Bark: Blue when young. Smooth silvery grey, sometimes with olive, gold and russet tones.
Flowers: White fluffy flowers in profusion arranged in whorls around the stems, whilst still quite a young tree in mid Winter through to early Spring.
Leaf Aroma: Very strong typical fresh menthol Eucalyptus aroma.
Rate of Growth: Slow growing at less than 1m per year. Is quite slow to get established for a Eucalyptus – still fast for an evergreen shrub.
Height in maturity: If trained as a standard tree to grow upwards, Eucalyptus pulverulenta ‘Baby Blue’ could reach approx. 3-4 m. Responds well to regular annual pruning to keep it small either as a bushy shrub or shrub-onna-stick.
If maintained as a coppiced/pollarded specimen, it will take on the size and shape of a Viburnum plicatum shrub, in that it tends to grow in layers.
Hardiness: Tolerating down to around -10 °C to -14 °C mark, once mature. Hardiness in Eucalyptus is governed by provenance of seed, how it is grown (i.e. high nitrogen levels reduces cold tolerance), age of the tree – the older your tree, the hardier it will be. Younger Eucs are more susceptible to frost damage.

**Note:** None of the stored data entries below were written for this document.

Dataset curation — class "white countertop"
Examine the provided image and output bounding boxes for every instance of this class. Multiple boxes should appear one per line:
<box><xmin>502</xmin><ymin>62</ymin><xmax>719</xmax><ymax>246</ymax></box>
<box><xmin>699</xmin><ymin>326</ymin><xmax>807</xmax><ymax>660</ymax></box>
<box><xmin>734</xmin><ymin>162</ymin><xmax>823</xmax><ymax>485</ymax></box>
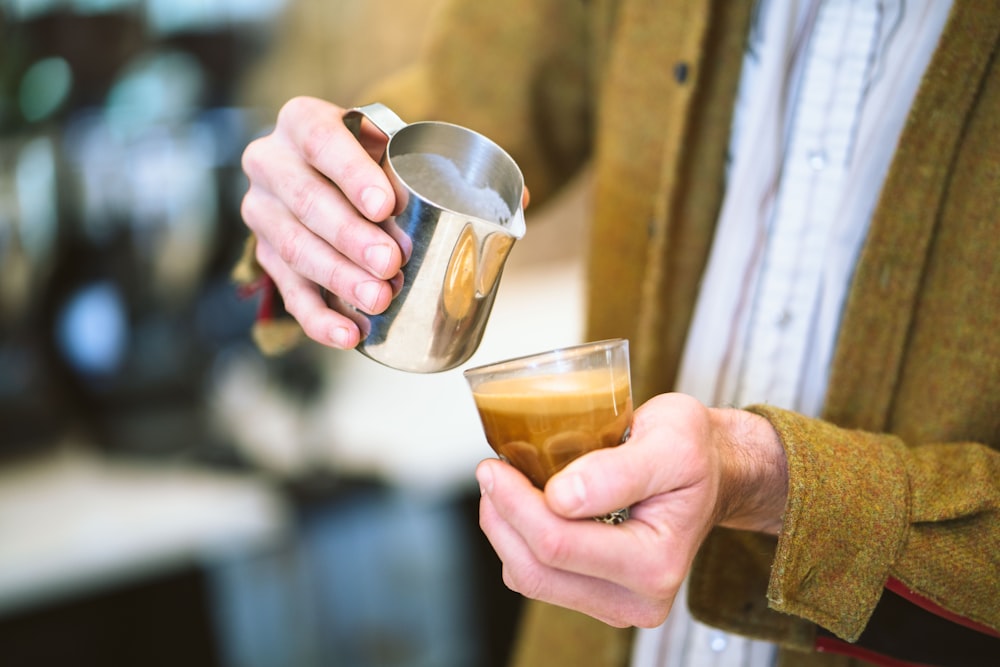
<box><xmin>0</xmin><ymin>445</ymin><xmax>289</xmax><ymax>615</ymax></box>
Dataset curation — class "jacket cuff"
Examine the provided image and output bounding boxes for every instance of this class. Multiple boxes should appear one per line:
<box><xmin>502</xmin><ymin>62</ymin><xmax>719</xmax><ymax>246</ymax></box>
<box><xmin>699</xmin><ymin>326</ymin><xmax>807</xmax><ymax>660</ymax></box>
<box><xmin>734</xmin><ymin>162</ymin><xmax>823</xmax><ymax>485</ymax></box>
<box><xmin>688</xmin><ymin>528</ymin><xmax>816</xmax><ymax>651</ymax></box>
<box><xmin>746</xmin><ymin>405</ymin><xmax>910</xmax><ymax>642</ymax></box>
<box><xmin>232</xmin><ymin>234</ymin><xmax>305</xmax><ymax>356</ymax></box>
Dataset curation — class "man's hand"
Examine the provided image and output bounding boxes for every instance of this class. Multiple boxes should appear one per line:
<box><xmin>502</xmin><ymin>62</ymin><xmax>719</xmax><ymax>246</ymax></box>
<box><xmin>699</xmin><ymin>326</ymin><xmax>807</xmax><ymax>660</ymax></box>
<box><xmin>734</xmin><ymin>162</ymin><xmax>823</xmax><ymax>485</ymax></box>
<box><xmin>476</xmin><ymin>392</ymin><xmax>788</xmax><ymax>628</ymax></box>
<box><xmin>241</xmin><ymin>96</ymin><xmax>406</xmax><ymax>349</ymax></box>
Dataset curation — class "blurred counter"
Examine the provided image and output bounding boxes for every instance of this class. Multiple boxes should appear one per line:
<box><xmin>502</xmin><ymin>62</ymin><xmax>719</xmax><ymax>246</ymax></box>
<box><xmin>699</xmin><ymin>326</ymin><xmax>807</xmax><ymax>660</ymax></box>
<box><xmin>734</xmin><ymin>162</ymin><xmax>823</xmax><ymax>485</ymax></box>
<box><xmin>0</xmin><ymin>443</ymin><xmax>290</xmax><ymax>616</ymax></box>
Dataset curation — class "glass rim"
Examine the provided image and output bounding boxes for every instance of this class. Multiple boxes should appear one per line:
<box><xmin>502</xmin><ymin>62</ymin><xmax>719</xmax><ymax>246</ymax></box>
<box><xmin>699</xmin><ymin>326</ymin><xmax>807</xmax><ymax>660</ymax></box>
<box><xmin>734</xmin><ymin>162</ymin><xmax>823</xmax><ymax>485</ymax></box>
<box><xmin>462</xmin><ymin>338</ymin><xmax>628</xmax><ymax>379</ymax></box>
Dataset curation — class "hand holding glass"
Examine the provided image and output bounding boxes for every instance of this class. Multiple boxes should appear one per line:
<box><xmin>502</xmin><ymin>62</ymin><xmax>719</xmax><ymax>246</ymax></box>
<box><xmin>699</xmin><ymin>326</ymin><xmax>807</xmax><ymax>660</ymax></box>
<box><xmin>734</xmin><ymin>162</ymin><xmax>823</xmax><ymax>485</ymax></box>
<box><xmin>464</xmin><ymin>339</ymin><xmax>633</xmax><ymax>523</ymax></box>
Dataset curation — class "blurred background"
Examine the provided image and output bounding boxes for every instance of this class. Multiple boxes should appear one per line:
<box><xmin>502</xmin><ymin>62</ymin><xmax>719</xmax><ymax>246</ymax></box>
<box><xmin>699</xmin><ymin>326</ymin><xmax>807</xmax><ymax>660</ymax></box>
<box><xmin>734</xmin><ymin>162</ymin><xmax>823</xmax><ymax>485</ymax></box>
<box><xmin>0</xmin><ymin>0</ymin><xmax>591</xmax><ymax>665</ymax></box>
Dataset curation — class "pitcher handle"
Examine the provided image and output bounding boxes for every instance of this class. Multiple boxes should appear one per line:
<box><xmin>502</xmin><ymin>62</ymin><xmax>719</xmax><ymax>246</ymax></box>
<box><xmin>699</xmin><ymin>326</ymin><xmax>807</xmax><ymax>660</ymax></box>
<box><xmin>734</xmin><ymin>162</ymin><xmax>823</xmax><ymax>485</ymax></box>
<box><xmin>343</xmin><ymin>102</ymin><xmax>407</xmax><ymax>143</ymax></box>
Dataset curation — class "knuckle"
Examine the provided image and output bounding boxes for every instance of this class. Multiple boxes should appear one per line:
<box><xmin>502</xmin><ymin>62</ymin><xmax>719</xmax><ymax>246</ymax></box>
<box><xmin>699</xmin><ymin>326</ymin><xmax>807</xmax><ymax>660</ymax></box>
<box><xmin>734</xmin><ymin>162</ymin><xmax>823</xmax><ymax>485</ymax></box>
<box><xmin>241</xmin><ymin>137</ymin><xmax>264</xmax><ymax>177</ymax></box>
<box><xmin>276</xmin><ymin>96</ymin><xmax>310</xmax><ymax>128</ymax></box>
<box><xmin>280</xmin><ymin>285</ymin><xmax>321</xmax><ymax>337</ymax></box>
<box><xmin>239</xmin><ymin>192</ymin><xmax>254</xmax><ymax>228</ymax></box>
<box><xmin>287</xmin><ymin>177</ymin><xmax>323</xmax><ymax>226</ymax></box>
<box><xmin>276</xmin><ymin>278</ymin><xmax>303</xmax><ymax>313</ymax></box>
<box><xmin>323</xmin><ymin>260</ymin><xmax>349</xmax><ymax>295</ymax></box>
<box><xmin>500</xmin><ymin>566</ymin><xmax>520</xmax><ymax>593</ymax></box>
<box><xmin>328</xmin><ymin>216</ymin><xmax>367</xmax><ymax>258</ymax></box>
<box><xmin>336</xmin><ymin>156</ymin><xmax>365</xmax><ymax>185</ymax></box>
<box><xmin>299</xmin><ymin>119</ymin><xmax>335</xmax><ymax>166</ymax></box>
<box><xmin>240</xmin><ymin>188</ymin><xmax>263</xmax><ymax>230</ymax></box>
<box><xmin>276</xmin><ymin>226</ymin><xmax>307</xmax><ymax>267</ymax></box>
<box><xmin>639</xmin><ymin>567</ymin><xmax>683</xmax><ymax>605</ymax></box>
<box><xmin>502</xmin><ymin>564</ymin><xmax>545</xmax><ymax>600</ymax></box>
<box><xmin>534</xmin><ymin>530</ymin><xmax>572</xmax><ymax>568</ymax></box>
<box><xmin>298</xmin><ymin>312</ymin><xmax>329</xmax><ymax>345</ymax></box>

Lignotuber: Eucalyptus pulverulenta ‘Baby Blue’ has one, which is a good thing! Eucalyptus pulverulenta ‘Baby Blue’ will regenerate off the lignotuber if cut down by man, beast or nature. It also produces many shoots from epicormic buds lying dormant beneath the bark higher up the tree; so Eucalyptus pulverulenta ‘Baby Blue’ will respond extremely well to both coppicing and pollarding practices. Coppicing = pruning off practically at ground level. Pollarding is pruning off such that a short trunk (aka a stock) is left in the ground and a shrubby structure is developed above this.
Ecology:
Bees: All Eucalyptus produce flowers with nectar and pollen, but this species has particularly spectacular flowers making it a real draw for honey bees looking for winter foraging.